Shrawder v. Snyder

142 Pa. 1 | Pennsylvania Court of Common Pleas, Montgomery County | 1891

*6Opinion,

Mr. Justice Williams :

The farm in controversy in this case belonged prior to 1846 to Hannah Ouster and Catharine Shrawder (nee Custer), who were sisters. They conveyed it in that year to John Shrack by their deed in which Joseph Shrawder, the husband of Catharine, joined. Soon after, Shrack made a deed for the same farm to Joseph Shrawder. Both deeds were properly recorded. Forty years later, in 1886, Shrawder made a mortgage covering the same land to George W. Oliver for the sum of twelve thousand five hundred dollars. On default being made in the payments provided for, proceedings were had upon the mortgage which resulted in a sale of the mortgaged premises by the sheriff in 1888. Snyder, the defendant in this action, went into possession under the purchaser at sheriff’s sale. Mrs. Shrawder, the plaintiff, claimed to recover an equal undivided one half of the property, on the ground that the deed made by her and her sister to Shrack in 1846 did not show that she had been examined by the magistrate separate and apart from her husband, or had separately acknowledged the deed, and that the deed was for this reason inoperative and void as to her.

The certificate of acknowledgment is clearly wanting in the particulars mentioned. It does not meet the requirements of the act of assembly that prescribes the form in which the acknowledgment of a married woman must be taken, and the learned judge was right in so holding. If the deed had been executed since 1850, the conclusion which he drew as to its effect in binding a married woman would have been inevitable. But the form provided by law may be modified or dispensed with altogether by the law-making power, and there is a series of statutes, beginning in 1770 and extending down to 1850, in which this right has been asserted and exercised. The acts of 1848, 1849, and 1850, with which the series of curative or validating laws ends, were modeled upon that of 1826. That act declared that no deed which had been executed in good faith prior to a date named therein, by husband and wife, and acknowledged before an officer authorized by law to take acknowledgments of deeds, should be defeated or held to be defective as a conveyance because the certificate of the officer failed to set forth the particulars necessary to show a full compliance with the statute in taking the acknowledgment of the wife. *7The effect of this statute came under consideration in this court in Tate v. Stooltzfoos, 16 S. & R. 35. The constitutional power of the legislature in the premises was affirmed, and the act was held to cure just such defects in the certificate of acknowledgment as appear in this case. The certificate of the acknowledgment did not show a separate examination of or acknowledgment by Mrs. Tate, but the deed was held to be a valid and effective conveyance of her title, because it was within the operations of the act of 1826. The same question was again raised in Mercer v. Watson, 1 W. 330, and Tate v. Stooltzfoos was recognized as the law, and followed in that ease.

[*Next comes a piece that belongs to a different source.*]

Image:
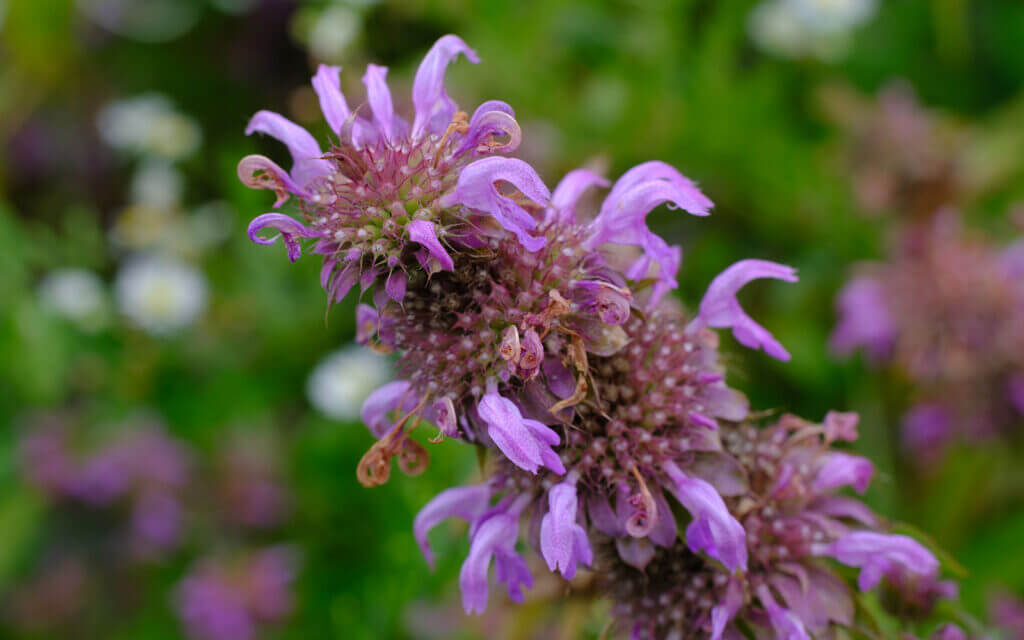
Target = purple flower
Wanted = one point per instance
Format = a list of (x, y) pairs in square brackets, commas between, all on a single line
[(842, 470), (623, 219), (433, 107), (467, 503), (425, 233), (863, 318), (495, 538), (713, 530), (877, 554), (563, 542), (288, 227), (720, 309), (526, 442), (568, 192), (785, 624), (927, 428), (476, 190)]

The deed now before us has a defective certificate of acknowledgment by the officer before whom the parties appeared to acknowledge its execution. It fails in the same particulars .as the deed in Tate v. Stooltzfoos, but it was executed in 1846. The curative acts of 1848, 1849, and 1850 are each and all applicable to it, and they operate to relieve against the defective certificate, and to give validity to the deed. Without this legislation, the deed would not bind Mrs. Shrawder, but with the aid thus afforded it becomes a valid and binding conveyance. Her title passed under it, because this legislation made what would otherwise have been a defective certificate of her acknowledgment a sufficient proof of her execution of this deed to vest her title in her grantee. The learned judge overlooked, or, what is a better statement of- the fact, counsel failed to call his attention to the curative legislation applicable to this deed. The question is, however, fairly raised by the reserved point, and it is conclusive of the plaintiffs’ title.

The judgment on the reserved point is now reversed ; and judgment is entered thereon in favor of the defendant, non obstante veredicto.